Example: Stock Vs Gold prices

The full code for the example is available here heteroscedasticity.R
Stock Vs Gold prices data is available here stock_gold.txt
Read data into R and fit simple regression

# Load dataset on Stock Vs Gold prices
prices <- read.table(file = "stock_gold.txt",
                    header = TRUE)

# Store data-frame into 2 vectors
stock.price <- prices[ , 1]
gold.price <- prices[ , 2]

# Fit regression model
model <- lm(gold.price ~ stock.price)

Scatter Plot: of y against x, with regression line

Most points are below the line
Points under the line appear more distant
This means errors have different variance \implies heteroscedasticity

# Scatter plot
plot(stock.price, 
     gold.price, 
     xlab = "Stock Price", 
     ylab = "Gold Price",
     pch = 16,
     cex = 2) 

# Plot regression line
abline(model, 
      col = "red", 
      lwd = 4)

Histogram of residuals: Confirms initial intuition of heteroscedasticity

Residuals are not normally distributed
Residuals have different variance (skewed histogram)

# Compute residuals
residuals <- model$resid

# Histogram of residuals
hist(residuals,
xlab = "Residuals",
ylab = "Frequency",
col = "skyblue")

Residual Graph: Plot residuals against fitted values

Displays funnelling out pattern
We definitely have heteroscedasticity

# Compute fitted values
fitted <- model$fitted

# Plot the residual graph
plot(fitted, residuals,
     xlab = "Fitted Values", 
     ylab = "Residuals",
     pch = 16,
     cex = 2)

# Add y = 0 line for reference
abline(0, 0, col = "red", lwd = 4)

Remedial transformation: To try and reduce heteroscedasticity take
- \, \log y
This means, we fit the model

\log Y_i = \alpha + \beta X_i + \varepsilon_i

# Transform data via log(y)
log.gold.price <- log(gold.price)

# Fit linear model with log(y) data
log.model <- lm(log.gold.price ~ stock.price)

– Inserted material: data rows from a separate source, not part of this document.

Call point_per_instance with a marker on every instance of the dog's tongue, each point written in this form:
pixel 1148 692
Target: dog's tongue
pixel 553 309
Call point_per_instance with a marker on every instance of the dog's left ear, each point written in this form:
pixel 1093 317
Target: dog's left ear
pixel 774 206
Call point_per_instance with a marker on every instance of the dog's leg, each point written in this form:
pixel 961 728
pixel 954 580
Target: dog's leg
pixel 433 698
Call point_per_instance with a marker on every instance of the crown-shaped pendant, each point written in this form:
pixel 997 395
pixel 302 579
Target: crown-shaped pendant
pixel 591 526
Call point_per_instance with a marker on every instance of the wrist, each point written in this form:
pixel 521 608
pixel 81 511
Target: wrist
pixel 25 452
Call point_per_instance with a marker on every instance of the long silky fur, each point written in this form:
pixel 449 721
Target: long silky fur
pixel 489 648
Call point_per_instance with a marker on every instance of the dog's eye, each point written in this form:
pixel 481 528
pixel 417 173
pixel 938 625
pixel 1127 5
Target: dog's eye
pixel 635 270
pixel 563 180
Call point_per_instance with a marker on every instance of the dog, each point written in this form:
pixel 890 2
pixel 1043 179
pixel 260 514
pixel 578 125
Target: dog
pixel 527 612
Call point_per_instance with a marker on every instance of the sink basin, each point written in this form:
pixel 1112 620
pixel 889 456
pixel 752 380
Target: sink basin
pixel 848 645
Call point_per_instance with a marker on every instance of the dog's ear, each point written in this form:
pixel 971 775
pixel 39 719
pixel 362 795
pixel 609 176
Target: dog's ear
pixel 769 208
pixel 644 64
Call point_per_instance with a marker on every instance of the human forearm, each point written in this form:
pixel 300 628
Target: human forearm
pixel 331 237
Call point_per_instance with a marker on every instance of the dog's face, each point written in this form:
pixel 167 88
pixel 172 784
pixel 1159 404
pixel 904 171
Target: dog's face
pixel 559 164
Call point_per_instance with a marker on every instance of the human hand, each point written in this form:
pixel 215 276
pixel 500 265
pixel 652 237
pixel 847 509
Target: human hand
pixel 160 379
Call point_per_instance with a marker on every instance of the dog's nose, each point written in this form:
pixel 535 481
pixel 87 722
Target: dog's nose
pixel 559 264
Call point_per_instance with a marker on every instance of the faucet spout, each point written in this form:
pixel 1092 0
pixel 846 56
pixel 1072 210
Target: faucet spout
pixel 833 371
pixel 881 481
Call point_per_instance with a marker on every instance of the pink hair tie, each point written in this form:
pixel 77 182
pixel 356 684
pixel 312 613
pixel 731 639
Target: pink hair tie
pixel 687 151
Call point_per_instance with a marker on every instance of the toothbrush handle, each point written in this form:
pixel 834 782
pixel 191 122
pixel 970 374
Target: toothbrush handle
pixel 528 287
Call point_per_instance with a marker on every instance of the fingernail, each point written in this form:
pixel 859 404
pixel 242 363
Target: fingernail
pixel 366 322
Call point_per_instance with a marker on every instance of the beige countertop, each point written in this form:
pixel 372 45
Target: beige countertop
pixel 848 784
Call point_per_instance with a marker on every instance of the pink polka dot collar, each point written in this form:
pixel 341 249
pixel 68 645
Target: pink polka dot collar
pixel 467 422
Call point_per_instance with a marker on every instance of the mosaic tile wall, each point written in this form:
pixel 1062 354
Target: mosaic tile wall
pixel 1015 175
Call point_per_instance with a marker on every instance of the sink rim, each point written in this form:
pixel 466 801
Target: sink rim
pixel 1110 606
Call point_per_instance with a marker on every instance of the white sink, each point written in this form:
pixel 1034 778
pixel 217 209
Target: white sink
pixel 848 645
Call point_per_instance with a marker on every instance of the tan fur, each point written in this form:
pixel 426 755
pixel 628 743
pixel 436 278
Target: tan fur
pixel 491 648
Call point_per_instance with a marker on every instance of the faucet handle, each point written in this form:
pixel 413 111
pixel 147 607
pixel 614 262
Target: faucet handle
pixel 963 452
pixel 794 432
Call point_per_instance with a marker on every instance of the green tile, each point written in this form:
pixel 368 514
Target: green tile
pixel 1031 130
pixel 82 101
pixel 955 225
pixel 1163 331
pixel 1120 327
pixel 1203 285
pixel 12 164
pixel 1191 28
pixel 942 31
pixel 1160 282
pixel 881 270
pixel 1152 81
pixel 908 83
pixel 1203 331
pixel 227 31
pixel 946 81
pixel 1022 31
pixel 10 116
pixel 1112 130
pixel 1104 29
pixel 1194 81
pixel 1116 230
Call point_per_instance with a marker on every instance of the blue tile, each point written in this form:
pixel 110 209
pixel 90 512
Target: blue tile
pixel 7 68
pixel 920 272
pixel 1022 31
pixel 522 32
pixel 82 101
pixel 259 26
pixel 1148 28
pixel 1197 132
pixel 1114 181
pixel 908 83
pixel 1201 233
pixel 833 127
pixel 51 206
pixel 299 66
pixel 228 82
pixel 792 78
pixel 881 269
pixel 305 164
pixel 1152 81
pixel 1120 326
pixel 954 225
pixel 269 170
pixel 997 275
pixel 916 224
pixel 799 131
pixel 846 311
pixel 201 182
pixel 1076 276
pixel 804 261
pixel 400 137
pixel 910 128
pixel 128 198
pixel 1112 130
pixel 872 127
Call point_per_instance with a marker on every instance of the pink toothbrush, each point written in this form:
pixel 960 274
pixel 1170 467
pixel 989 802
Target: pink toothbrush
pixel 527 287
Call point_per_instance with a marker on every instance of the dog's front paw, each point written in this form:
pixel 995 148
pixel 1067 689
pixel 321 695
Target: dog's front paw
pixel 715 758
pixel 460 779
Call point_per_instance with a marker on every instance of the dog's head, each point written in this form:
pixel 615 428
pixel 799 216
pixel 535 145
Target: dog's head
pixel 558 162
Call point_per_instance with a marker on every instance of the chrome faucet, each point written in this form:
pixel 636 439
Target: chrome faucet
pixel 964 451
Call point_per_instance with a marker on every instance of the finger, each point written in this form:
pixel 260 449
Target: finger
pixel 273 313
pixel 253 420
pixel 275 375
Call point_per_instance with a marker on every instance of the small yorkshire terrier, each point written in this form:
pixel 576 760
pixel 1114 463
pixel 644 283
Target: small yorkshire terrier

# Compute residuals for log model
log.residuals <- log.model$resid

# Compute fitted values for log model
log.fitted <- log.model$fitted

Heteroscedasticity has definitely reduced

Left: Residual plot for original model
Right: Residual plot for \log y data model

Heteroscedasticity has definitely reduced

Left: Histogram of residuals for original model
Right: Histogram of residuals for \log y data model

Conclusion: The log model seems to better satisfy the Regression Assumptions
(due to less heteroschedasticity)

Predictions should be done using the second model

\log Y = \alpha + \beta X + \varepsilon

Given a data point x, the log model predicts \widetilde{y} = \log y
The actual prediction is y = e^{\widetilde{y}}
How do we make predictions on new values?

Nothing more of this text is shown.